Le virage vers des modèles plus grands et coûteux
Le vent a tourné en 1962 avec l’arrivée de Roy Abernethy à la tête d’AMC, succédant à George Romney. Abernethy a opéré un changement de stratégie radical, abandonnant l’approche des voitures compactes qui avait fait le succès de la Rambler. Il a choisi de se lancer dans la production de modèles plus grands et plus coûteux, espérant ainsi rivaliser directement avec les « Big Three » sur leur propre terrain. Cette nouvelle direction a également eu un impact sur l’identité de la marque: en 1966, Abernethy a minimisé la marque Rambler en plaçant l’ensemble de la gamme de ses automobiles sous la bannière unique d’American Motors, diluant ainsi l’image de marque forte qu’avait la Rambler.
L’augmentation des coûts de production et le manque d’attrait commercial
Ce virage stratégique a eu des répercussions directes sur les finances et l’attractivité d’AMC. Sous la direction d’Abernethy, les nouveaux modèles qui sortaient des usines partageaient peu de pièces entre eux, et leur style évoluait trop régulièrement. Résultat: une augmentation significative des coûts de production, sans pour autant que la demande suive. Malgré un accueil critique qui fut favorable pour la gamme AMC de 1966, les ventes n’ont pas décollé comme espéré. Cette situation a rapidement généré des rumeurs de problèmes financiers pour l’entreprise.

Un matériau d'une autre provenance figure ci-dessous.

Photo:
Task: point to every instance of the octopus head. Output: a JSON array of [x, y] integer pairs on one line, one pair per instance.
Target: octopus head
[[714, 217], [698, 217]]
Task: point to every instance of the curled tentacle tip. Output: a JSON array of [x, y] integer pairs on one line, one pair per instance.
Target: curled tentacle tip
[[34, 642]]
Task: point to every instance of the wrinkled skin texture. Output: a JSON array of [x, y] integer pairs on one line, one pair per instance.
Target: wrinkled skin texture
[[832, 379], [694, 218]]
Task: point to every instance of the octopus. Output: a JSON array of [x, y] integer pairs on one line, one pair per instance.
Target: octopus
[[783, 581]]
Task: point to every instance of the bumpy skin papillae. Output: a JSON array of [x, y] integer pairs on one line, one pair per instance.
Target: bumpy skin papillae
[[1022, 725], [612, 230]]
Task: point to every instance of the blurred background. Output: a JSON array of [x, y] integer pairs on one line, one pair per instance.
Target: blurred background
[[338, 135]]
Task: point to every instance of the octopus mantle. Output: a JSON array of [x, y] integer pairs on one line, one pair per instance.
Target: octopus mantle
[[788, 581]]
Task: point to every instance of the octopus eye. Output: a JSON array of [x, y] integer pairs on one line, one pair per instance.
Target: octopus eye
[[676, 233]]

Comment la concurrence et les alliances ont-elles affecté AMC ?
La pression des constructeurs géants américains et japonais
À la fin des années 1970, la situation d’AMC est devenue de plus en plus précaire. Les ventes ont commencé à décliner de manière significative, et l’entreprise s’est retrouvée prise en étau. D’un côté, il y avait la concurrence écrasante des trois grands constructeurs américains (General Motors, Ford et Chrysler), qui avaient des moyens de production et de marketing bien supérieurs. De l’autre, l’arrivée sur le marché de constructeurs japonais, réputés pour la fiabilité et l’économie de leurs véhicules, a ajouté une pression supplémentaire. Pour tenter de se redresser financièrement, AMC avait déjà pris des décisions drastiques par le passé, notamment en vendant sa division Kelvinator, spécialisée dans les appareils domestiques, en 1968, et en acquérant Kaiser-Jeep Corporation en 1970, intégrant ainsi les véhicules Jeep à son offre.

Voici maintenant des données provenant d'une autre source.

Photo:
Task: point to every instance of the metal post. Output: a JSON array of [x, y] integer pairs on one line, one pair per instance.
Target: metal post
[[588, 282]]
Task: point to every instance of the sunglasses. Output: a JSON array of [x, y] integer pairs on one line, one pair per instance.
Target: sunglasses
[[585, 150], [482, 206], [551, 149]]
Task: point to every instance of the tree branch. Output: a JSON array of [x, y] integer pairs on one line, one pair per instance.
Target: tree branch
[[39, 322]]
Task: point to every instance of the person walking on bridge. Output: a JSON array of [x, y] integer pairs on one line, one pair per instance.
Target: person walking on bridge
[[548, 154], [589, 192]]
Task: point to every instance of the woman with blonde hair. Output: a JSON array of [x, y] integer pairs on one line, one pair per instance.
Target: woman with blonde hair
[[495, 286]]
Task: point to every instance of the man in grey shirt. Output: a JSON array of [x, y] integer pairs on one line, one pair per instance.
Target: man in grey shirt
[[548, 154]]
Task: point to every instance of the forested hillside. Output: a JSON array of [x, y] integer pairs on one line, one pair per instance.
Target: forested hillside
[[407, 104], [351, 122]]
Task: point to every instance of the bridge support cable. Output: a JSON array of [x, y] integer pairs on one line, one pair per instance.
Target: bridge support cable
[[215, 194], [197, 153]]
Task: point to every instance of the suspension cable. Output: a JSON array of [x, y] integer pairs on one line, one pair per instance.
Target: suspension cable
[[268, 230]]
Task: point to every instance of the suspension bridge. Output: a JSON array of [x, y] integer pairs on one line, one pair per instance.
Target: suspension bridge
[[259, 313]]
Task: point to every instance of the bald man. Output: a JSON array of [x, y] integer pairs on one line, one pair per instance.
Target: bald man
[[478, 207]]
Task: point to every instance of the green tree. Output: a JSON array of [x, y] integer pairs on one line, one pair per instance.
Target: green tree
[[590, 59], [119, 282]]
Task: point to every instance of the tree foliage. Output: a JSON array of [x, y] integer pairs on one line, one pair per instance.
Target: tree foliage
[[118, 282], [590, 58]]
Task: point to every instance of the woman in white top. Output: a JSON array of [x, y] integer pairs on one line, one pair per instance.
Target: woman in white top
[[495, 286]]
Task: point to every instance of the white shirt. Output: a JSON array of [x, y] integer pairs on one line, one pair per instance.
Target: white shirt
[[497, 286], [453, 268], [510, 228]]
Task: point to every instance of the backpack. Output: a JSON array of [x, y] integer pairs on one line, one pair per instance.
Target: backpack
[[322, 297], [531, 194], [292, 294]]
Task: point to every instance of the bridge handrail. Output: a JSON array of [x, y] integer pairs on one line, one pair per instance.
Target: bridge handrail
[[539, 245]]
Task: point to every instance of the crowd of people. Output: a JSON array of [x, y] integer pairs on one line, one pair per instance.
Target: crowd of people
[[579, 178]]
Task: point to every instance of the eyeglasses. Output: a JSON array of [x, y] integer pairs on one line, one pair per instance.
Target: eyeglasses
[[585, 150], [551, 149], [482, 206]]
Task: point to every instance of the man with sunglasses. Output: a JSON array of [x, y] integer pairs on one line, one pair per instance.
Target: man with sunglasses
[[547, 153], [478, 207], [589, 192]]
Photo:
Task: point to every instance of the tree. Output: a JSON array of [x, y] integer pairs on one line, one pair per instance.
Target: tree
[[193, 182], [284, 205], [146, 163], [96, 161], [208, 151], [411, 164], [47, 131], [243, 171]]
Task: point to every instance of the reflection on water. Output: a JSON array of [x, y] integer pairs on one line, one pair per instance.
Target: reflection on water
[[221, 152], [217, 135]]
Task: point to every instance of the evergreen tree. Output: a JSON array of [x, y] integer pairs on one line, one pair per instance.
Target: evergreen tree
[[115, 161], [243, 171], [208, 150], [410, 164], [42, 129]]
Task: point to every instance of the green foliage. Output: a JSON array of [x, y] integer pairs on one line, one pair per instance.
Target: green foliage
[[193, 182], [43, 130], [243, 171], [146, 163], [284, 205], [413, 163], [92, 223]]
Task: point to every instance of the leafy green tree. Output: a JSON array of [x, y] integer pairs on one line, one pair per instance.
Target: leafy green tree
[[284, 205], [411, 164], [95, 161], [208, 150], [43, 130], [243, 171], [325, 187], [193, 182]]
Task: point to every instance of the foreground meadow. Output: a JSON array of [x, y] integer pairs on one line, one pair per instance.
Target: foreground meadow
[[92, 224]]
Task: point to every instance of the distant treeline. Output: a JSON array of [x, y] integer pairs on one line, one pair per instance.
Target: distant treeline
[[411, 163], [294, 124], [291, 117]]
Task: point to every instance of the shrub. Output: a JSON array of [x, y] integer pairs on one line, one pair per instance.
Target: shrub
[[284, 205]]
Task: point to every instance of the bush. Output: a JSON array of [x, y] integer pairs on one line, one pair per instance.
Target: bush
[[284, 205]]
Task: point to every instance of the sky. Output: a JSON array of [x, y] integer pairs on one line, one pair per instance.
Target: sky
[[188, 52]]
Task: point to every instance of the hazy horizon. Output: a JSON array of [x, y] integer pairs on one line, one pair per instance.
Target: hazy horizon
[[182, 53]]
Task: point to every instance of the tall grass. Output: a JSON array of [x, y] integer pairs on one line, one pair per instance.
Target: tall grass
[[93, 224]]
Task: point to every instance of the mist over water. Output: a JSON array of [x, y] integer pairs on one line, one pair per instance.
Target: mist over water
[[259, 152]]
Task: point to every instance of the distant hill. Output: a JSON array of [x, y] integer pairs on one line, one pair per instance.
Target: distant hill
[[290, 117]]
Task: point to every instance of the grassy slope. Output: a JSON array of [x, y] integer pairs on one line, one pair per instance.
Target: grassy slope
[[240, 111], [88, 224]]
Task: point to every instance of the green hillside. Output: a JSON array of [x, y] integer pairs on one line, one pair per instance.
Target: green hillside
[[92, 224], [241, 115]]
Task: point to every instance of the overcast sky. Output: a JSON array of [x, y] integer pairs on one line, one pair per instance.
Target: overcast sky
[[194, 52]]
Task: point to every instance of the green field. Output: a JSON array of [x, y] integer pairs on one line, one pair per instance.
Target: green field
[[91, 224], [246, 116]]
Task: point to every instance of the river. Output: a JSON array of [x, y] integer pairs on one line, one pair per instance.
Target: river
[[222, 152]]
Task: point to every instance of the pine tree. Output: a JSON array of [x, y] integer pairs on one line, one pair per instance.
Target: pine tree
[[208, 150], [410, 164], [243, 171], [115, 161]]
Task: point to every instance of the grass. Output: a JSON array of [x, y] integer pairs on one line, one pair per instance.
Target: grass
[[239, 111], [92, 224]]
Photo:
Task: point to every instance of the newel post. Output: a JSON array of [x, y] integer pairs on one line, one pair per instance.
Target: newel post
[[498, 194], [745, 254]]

L’épisode Renault et les problèmes de fiabilité
L’année 1979 a marqué un tournant important pour AMC avec son alliance, puis sa reprise, par le constructeur français Renault. Cette collaboration devait apporter un second souffle à AMC, lui donnant accès à de nouvelles technologies et à des marchés différents. Cependant, cet épisode a également été semé d’embûches. Des problèmes de fiabilité sont apparus sur certains modèles, comme la Renault Encore, qui était basée sur la Renault 11. Ces soucis techniques ont commencé à refroidir la clientèle d’AMC, affectant la réputation de la marque et la confiance des consommateurs.

Quelle fut la fin de l’American Motors Corporation ?

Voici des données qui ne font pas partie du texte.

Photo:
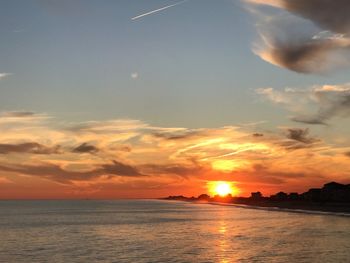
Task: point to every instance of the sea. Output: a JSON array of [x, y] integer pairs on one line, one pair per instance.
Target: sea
[[166, 231]]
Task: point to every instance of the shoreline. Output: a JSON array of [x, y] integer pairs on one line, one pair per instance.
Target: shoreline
[[314, 209]]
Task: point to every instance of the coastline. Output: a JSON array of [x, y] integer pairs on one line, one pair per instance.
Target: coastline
[[314, 208]]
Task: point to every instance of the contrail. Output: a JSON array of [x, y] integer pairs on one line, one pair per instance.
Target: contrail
[[157, 10]]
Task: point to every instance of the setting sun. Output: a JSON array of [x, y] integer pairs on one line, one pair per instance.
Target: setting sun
[[221, 188]]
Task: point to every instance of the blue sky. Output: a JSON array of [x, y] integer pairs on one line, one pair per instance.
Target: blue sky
[[194, 62]]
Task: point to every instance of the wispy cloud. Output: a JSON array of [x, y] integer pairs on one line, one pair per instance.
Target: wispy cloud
[[157, 10], [326, 102], [133, 154], [314, 39]]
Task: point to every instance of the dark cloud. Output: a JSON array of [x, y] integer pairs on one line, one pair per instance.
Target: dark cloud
[[58, 174], [85, 148], [300, 135], [328, 14], [30, 147], [307, 56], [118, 168], [298, 139], [325, 47]]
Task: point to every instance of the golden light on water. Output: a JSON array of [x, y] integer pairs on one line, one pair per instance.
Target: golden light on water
[[221, 188]]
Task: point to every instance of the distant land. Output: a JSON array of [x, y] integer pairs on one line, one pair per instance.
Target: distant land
[[332, 197]]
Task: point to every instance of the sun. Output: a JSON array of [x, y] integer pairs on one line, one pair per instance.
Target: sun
[[221, 188]]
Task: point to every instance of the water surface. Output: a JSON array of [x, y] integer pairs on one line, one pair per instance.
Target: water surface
[[165, 231]]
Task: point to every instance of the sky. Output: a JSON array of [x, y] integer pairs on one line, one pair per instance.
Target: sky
[[137, 99]]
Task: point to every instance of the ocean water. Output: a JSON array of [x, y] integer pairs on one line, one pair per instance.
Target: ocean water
[[166, 231]]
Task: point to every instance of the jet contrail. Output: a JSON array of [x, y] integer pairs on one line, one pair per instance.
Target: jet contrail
[[157, 10]]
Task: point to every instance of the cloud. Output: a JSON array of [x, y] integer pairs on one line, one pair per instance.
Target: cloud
[[327, 102], [58, 174], [4, 75], [29, 147], [171, 155], [85, 148], [17, 114], [316, 42], [300, 135]]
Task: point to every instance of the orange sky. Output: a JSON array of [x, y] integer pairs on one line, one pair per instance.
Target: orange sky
[[132, 159]]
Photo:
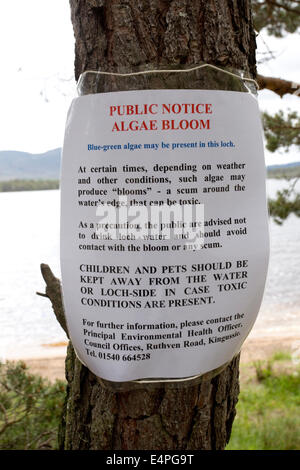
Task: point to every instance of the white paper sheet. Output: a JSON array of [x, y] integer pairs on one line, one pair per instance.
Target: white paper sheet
[[164, 230]]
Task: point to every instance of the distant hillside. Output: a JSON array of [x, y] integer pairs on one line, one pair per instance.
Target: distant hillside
[[288, 170], [23, 165]]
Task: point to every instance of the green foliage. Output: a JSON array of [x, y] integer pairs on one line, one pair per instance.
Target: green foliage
[[30, 409], [28, 185], [268, 415], [278, 17], [281, 131], [286, 203], [287, 173]]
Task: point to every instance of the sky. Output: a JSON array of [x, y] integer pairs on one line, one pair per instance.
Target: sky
[[37, 75]]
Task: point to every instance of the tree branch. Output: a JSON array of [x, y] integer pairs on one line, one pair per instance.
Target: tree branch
[[278, 85], [53, 292]]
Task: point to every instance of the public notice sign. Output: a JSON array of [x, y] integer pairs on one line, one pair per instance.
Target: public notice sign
[[164, 230]]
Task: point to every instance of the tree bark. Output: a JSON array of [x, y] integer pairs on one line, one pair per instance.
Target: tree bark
[[124, 35]]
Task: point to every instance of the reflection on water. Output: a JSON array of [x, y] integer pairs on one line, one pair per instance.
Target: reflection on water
[[30, 235]]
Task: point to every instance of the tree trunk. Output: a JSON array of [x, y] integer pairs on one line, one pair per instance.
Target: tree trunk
[[123, 35]]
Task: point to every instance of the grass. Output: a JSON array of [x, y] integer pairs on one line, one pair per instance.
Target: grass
[[267, 418], [268, 415], [30, 409]]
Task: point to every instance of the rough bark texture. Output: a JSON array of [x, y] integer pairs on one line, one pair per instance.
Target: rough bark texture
[[125, 35]]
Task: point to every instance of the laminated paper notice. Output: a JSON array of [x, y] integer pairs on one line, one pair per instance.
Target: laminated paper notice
[[164, 230]]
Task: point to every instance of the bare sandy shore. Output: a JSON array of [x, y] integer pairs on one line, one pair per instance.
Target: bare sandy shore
[[254, 348]]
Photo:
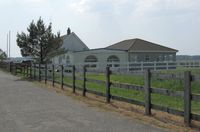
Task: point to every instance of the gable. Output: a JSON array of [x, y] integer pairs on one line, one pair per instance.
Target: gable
[[73, 43]]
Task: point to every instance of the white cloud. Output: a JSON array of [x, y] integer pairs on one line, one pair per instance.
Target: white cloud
[[81, 6], [176, 6]]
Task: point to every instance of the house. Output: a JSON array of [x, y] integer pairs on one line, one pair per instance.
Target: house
[[139, 50], [71, 43], [122, 55]]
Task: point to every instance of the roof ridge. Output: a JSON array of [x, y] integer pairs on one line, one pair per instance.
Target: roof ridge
[[158, 45]]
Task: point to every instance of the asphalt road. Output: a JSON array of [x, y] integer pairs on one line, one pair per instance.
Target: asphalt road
[[24, 107]]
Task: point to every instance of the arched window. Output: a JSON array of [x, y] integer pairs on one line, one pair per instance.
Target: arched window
[[91, 58], [60, 59], [91, 61], [67, 60], [113, 61], [113, 58]]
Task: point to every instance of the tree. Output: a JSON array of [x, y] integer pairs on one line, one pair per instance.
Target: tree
[[3, 55], [40, 43]]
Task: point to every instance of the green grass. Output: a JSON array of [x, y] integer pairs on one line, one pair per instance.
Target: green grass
[[173, 85]]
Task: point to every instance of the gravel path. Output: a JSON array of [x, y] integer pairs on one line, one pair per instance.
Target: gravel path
[[24, 107]]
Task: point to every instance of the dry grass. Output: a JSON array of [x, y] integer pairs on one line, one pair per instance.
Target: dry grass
[[157, 119]]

La revente à Chrysler et l’abandon des marques AMC et Renault
Face aux difficultés du groupe français Renault, AMC a finalement été revendue à Chrysler le 2 mars 1987. Cette acquisition a marqué la fin d’une ère. Chrysler, en reprenant les rênes, a pris la décision de cesser l’utilisation de la marque AMC, ainsi que des modèles venant de Renault.
Le sort de la marque Jeep après la liquidation
Malgré l’abandon des marques AMC et Renault, Chrysler avait un intérêt bien particulier dans cette acquisition: la division Jeep. La marque Jeep était en effet considérée comme le « joyau » que possédait AMC, avec une réputation établie et une forte identité sur le marché des véhicules tout-terrain. C’est pourquoi, lors de la liquidation des actifs d’American Motors Corporation en 1987, Chrysler a fait le choix stratégique de conserver les marques Jeep et Eagle, qui avait été introduite par AMC.